Derek von Krogh: Fokus aufs Thema mit Raum für gewisse Nerdigkeit
Das Symposium verfolge verschiedene Ziele, so von Krogh. „Es gibt einen ganz pragmatischen Popakademie-Ansatz der heißt: Wir wollen eine Themenwoche oder Thementage haben, an denen man sich sehr auf ein Thema fokussiert und man sich auch wirklich eine gewisse Nerdigkeit traut“, sagt er. „Dann gibt es einen gesellschaftlichen Auftrag, der sich wiederum in verschiedene Teilbereiche aufteilen lässt.

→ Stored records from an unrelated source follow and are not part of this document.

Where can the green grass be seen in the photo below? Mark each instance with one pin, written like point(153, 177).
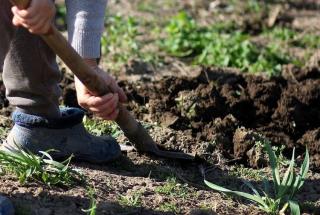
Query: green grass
point(92, 210)
point(169, 207)
point(101, 127)
point(278, 197)
point(30, 167)
point(132, 200)
point(247, 173)
point(216, 46)
point(120, 42)
point(173, 189)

Man kann sagen: Die Hip-Hop-Kultur beleuchten, hinterfragen und zelebrieren. Sowas finde ich, ist eine Aufgabe dieses Hauses, weil Hip-Hop ein ganz massiver Bestandteil der Popkultur ist“, sagt er. „Ich empfinde jede Form der kulturellen Tätigkeit, Information und Pädagogik immer auch als gesunde Medizin für die Gesellschaft.“
Zudem sei Kultur ein Bindeglied in der Gesellschaft. An der Popakademie gebe es, im Gegensatz zu anderen Hochschulen fast keine Diskussionen zum Nahost-Konflikt. „Das kann ich mir nur damit erklären, dass Musik als die universelle Sprache, die alle sprechen, uns verbindet und wir das zelebrieren.“ Am ersten Veranstaltungstag sei beim rein männlich besetzten Panel mit Torch, Samy Deluxe, Megaloh und Marvin Game auch schon mal kontrovers zugegangen (wir berichteten online), sagt er. „Und das soll und darf es aber auch mal sein“, sagt von Krogh. „Gleichzeitig hat das Haus natürlich eine Verpflichtung, dass alle, die wir hier einladen, eine Safe Space-Dynamik im Rücken haben. Sie sollen Rückenwind kriegen und niemand darf sich angegriffen fühlen.“
Finanzminister Danyal Bayaz diskutiert mit Torch und Co.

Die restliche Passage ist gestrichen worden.